Dr. Su Yeong Kim, an associate professor of human development and family sciences at the University of Texas at Austin, examined the positive and negative outcomes of tiger parenting on children's development after following more than four hundred Asian-American families for eight years. She concluded that some tiger-parenting techniques, such as yelling, blaming the child for failures, and bringing up past mistakes, resulted in poor academic performance and low self-esteem. A study published in 2018, which looked at 263 children in Singapore, found that children whose parents were very critical of them and held them to high standards of performance were more likely to develop depression, anxiety, or levels of perfectionism that were detrimental to their emotional well-being than children whose parents had less "intrusive" parenting styles. Another study published that year, looking at preschoolers in China, found that tiger parenting was not associated with better outcomes in school readiness than other styles of parenting, and in fact parents whose style was classed as "supportive" were the ones whose children were most reliably prepared to succeed in school.

Bibliography

Corrigan, Maureen. "Tiger Mothers: Raising Children the Chinese Way." NPR, 11 Jan. 2011, www.npr.org/2011/01/11/132833376/tiger-mothers-raising-children-the-chinese-way.
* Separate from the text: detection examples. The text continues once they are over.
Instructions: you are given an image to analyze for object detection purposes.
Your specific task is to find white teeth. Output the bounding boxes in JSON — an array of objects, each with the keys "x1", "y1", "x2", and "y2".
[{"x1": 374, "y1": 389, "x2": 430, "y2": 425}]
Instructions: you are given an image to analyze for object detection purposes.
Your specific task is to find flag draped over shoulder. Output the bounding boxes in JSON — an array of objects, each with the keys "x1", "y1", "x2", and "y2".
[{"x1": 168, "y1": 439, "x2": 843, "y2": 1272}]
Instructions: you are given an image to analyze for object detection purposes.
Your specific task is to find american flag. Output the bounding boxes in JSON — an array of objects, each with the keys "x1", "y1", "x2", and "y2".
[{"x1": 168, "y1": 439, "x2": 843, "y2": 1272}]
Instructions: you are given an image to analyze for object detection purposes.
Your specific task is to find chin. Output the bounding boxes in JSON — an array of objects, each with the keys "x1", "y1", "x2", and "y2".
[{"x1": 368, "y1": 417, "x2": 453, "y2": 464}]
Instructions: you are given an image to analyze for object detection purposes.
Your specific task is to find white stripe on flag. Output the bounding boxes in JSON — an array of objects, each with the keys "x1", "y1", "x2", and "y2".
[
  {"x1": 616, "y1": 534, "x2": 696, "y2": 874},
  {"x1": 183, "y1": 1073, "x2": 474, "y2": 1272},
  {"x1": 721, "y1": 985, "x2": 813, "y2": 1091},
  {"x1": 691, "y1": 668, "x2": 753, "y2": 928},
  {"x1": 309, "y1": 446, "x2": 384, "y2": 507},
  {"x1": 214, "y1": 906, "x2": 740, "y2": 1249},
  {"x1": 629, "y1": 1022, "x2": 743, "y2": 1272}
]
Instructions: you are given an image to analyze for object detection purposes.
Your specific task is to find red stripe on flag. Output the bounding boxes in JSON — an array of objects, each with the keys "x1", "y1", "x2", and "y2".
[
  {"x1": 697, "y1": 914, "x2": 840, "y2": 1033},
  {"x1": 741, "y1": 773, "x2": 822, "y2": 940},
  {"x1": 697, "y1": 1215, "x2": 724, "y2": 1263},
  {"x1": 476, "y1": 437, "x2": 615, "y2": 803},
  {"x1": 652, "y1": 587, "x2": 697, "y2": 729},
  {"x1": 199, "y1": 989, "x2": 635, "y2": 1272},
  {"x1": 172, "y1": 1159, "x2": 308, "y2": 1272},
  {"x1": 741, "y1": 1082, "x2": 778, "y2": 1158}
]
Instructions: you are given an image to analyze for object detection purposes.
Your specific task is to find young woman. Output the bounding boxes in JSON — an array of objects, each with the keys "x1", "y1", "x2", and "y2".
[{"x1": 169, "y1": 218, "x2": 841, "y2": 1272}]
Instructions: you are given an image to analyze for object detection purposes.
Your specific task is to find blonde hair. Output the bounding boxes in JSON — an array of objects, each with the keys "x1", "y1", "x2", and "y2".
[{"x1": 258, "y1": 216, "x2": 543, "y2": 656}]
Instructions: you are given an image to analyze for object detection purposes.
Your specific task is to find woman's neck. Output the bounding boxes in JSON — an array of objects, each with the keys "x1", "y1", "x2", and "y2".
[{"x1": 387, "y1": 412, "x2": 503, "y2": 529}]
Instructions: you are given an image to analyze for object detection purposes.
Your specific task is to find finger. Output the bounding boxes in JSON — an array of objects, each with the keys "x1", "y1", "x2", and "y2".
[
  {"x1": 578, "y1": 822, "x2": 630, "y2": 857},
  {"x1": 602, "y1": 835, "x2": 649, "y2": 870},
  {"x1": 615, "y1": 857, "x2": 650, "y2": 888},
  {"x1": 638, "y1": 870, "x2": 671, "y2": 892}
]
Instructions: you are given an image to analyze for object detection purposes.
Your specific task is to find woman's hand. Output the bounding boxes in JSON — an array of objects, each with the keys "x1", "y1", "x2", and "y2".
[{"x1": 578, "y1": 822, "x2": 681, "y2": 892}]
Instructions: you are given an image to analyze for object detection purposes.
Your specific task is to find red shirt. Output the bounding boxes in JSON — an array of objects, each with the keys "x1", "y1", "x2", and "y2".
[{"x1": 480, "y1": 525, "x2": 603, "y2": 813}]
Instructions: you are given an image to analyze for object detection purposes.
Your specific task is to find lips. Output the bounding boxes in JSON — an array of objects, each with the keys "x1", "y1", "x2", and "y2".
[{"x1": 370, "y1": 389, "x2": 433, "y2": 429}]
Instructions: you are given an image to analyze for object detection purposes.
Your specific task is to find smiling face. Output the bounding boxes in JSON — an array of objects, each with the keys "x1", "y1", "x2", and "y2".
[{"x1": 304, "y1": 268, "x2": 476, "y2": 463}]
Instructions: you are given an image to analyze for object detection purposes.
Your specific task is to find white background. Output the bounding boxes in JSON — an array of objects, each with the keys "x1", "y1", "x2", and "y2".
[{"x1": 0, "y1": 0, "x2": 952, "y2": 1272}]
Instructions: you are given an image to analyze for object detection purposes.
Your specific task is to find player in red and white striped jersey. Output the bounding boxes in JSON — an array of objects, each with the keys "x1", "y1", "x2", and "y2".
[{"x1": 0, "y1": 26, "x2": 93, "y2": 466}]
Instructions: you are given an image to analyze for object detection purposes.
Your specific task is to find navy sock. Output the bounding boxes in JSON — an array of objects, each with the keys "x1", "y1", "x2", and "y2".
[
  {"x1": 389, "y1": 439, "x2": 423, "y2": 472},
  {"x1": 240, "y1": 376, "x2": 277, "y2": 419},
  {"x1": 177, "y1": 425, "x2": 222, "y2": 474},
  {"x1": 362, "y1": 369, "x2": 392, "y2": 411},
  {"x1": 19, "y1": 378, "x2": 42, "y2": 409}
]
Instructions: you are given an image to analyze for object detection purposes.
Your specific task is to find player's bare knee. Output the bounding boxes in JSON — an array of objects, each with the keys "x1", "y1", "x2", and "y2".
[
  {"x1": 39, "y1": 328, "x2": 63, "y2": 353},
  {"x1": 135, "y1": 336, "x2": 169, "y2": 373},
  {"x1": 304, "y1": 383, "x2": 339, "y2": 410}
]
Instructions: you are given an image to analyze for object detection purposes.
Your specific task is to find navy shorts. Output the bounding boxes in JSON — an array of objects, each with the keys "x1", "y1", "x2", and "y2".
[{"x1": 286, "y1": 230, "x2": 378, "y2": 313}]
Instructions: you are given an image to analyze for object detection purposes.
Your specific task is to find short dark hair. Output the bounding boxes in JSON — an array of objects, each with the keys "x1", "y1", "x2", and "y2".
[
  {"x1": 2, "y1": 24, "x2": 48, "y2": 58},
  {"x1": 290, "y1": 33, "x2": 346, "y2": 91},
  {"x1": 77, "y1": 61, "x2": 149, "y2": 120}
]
Accessed 28 Dec. 2016.

English, Rebecca. "From Tiger to Free Range Parents What Research Says about the Pros and Cons of Popular Parenting Styles." The Conversation, www.theconversation.com/from-tiger-to-free-range-parents-what-research-says-about-pros-and-cons-of-popular-parenting-styles-57986. Accessed 28 Dec. 2016.

Guey, Lynne. "There's a Growing Backlash Against Tiger Mothers." Business Insider, 27 May 2013, www.businessinsider.com/study-shows-tiger-parenting-is-ineffective-2013-5. Accessed 28 Dec. 2016.

"How Tiger Moms and Hovering Parents Can Damage a Child’s Ability to Cope with Life’s Challenges." South China Morning Post, 20 July 2018, www.scmp.com/lifestyle/families/article/1982993/how-tiger-moms-and-hovering-parents-can-damage-childs-ability. Accessed 27 Feb. 2019.

Kim, Su Yeong Kim. "What Is 'tiger' Parenting?" American Psychological Association, July 2013, www.apadivisions.org/division-7/publications/newsletters/developmental/2013/07/tiger-parenting.aspx. Accessed 28 December 2016.

Pappas, Stephanie. "Tiger Mother and Her Critics Both Right Study Finds." Live Science, 22 Jan. 2013, www.livescience.com/26465-tiger-parenting-cultural-style.html. Accessed 28 Dec. 2016.

Parks, Alice. "The Tiger Mom Effect Is Real, Says Large Study." TIME, 5 May 2014, time.com/88125/the-tiger-mom-effect-is-real-says-large-study. Accessed 28 Dec. 2016.

Pickernell, Martha. "Tiger Mom Hold That Growl." 24 Sept. 2014, http://time.com/3426536/tiger-mom-amy-chua-new-study/. Accessed 28 Dec. 2016.

"Tiger Parenting: Good for Children?" PBS, 18 Jan. 2011, http://www.pbs.org/wnet/need-to-know/pitchroom/tiger-parenting-good-for-children/6462/. 18 Jan. 2011. Accessed 28 Dec. 2016.

Tullis, Paul. "Poor Little Tiger Cub." Slate. 8 May 2013, http://www.slate.com/articles/double‗x/doublex/2013/05/‗tiger‗mom‗study‗shows‗the‗parenting‗method‗doesn‗t‗work.html. Accesses 28 Dec. 2016.

Xie, Sha, and Hui Li. "Does Tiger Parenting Work in Contemporary China? Exploring the Relationships between Parenting Profiles and Preschoolers’ School Readiness in a Chinese Context." Early Child Development and Care, vol. 188, no. 12, 2018, doi:10.1080/03004430.2018.1521806. Accessed 27 Feb. 2019.